In 2005, Congress passed the Class Action Fairness Act (“CAFA”) in order to grant class action litigants in diversity cases easier access to the federal courts. The re-formulated sections under 28 U.S.C. § 1332 created a lower threshold to gain access into the federal courts for both the plaintiff class members, and the perspective defendants wishing to remove to federal court. Congress passed these new provisions in order to “restore the intent of the framers of the United States Constitution by providing for Federal court consideration of interstate cases of national importance under diversity jurisdiction.” In its deliberations over the bill, Congress specifically found that certain litigants used the previous jurisdictional regime to create many situations whereby certain cases with national importance did not qualify for federal jurisdiction based upon diversity. Additionally, Congress sought to address the age old concern of discrimination against out-of-state litigants.

Congress also mentions in its findings and purposes prelude to CAFA that over the previous decade (1995 – 2005), abusive practices of the class action device caused numerous harms, thus justifying this remake of the class action jurisdictional regime. But why in 2005? Perhaps because Congress wished to respond to the vast amount of litigation against insurers stemming from Hurricane Katrina, which made landfall in August of 2005. Perhaps because in 2005, Republicans held a majority in both the House and the Senate (and held the presidency), and as a general matter, the Republican Party, rightly or wrongly, is viewed as anti-plaintiff. In this view, Republicans wanted to allow insurance companies greater opportunities to remove to federal court (which is also seen, rightly or wrongly, as somewhat less pro-plaintiff than many state courts). Whatever the true reasoning, Congress did pass CAFA, and some of CAFA’s provisions are worth noting.

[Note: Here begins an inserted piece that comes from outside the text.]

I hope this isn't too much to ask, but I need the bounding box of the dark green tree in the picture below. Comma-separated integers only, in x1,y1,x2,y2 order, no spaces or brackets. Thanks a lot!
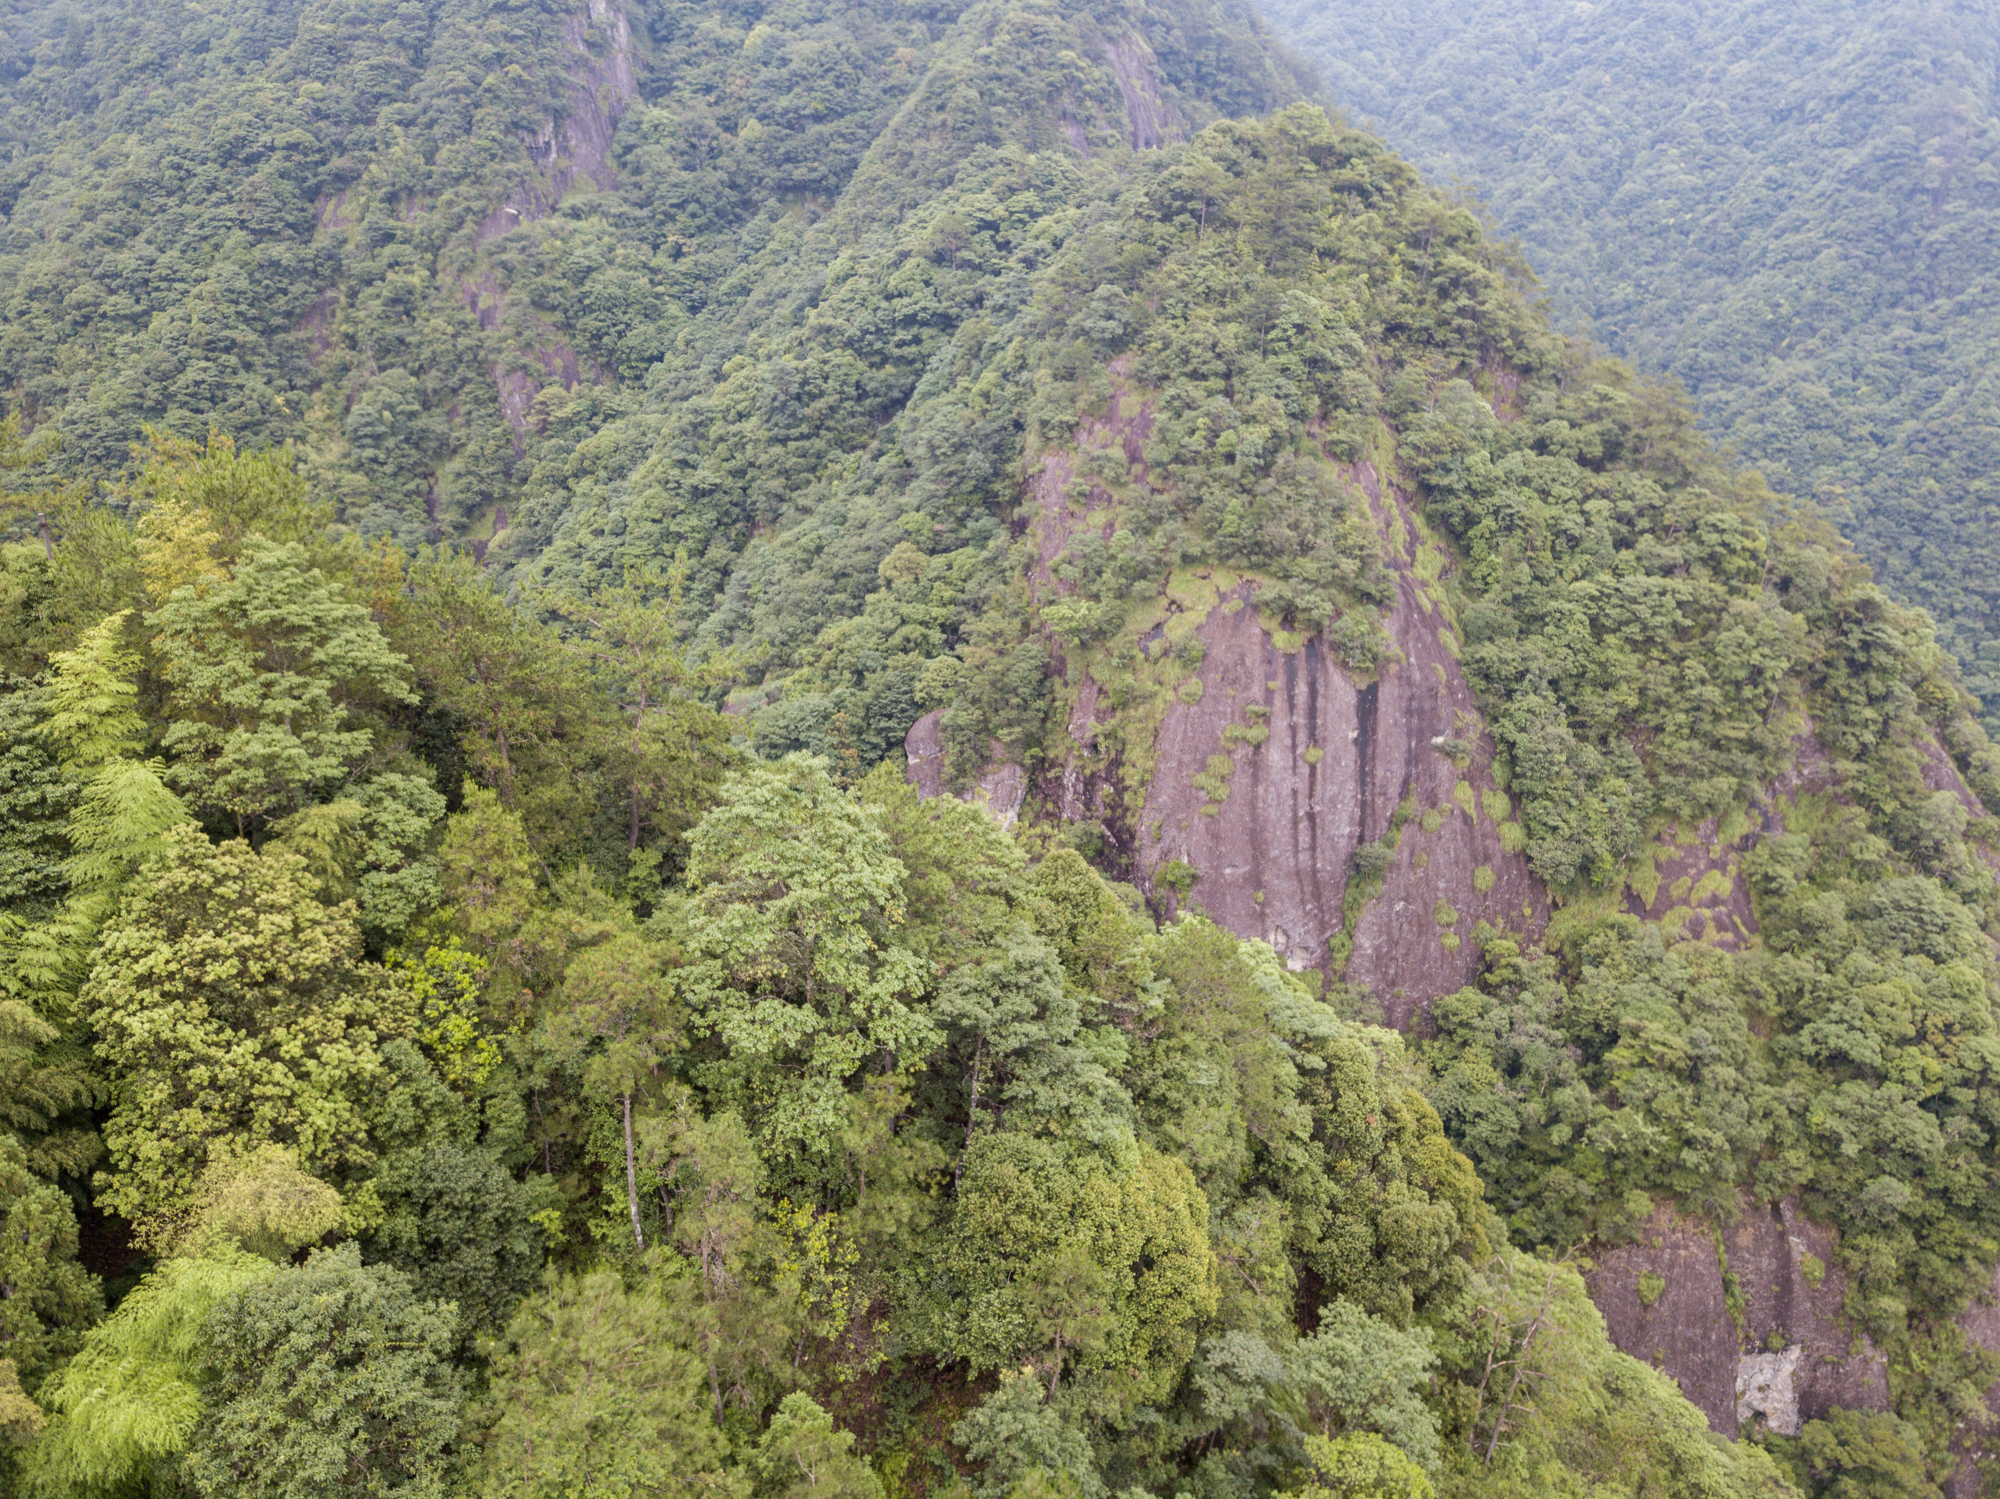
181,1244,462,1499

CAFA grants federal jurisdiction (through diversity) to class action cases where: (1) the amount in controversy, in the aggregate of all of the class members, exceeds $5,000,000 and (2) in a controversy in which ANY member of the class of plaintiffs is diverse from the defendant. CAFA then defines class members as those persons, named or unnamed, who fall within the definition of the proposed or certified class in a class action. Based on these threshold rules, a defendant could rather easily assert diversity from one of the unnamed or proposed class members. The removing party need not identify the diverse class member, but merely show by a preponderance of the evidence, using the face of the complaint or summary judgment type evidence, that it is reasonable to believe at least one class member maintains diversity from the defendant. Hardly a high hurdle to clear. However, several important subsections to CAFA help to qualify these basic underlying tenets, and may impose at least some further obstacles to navigate as a removing party.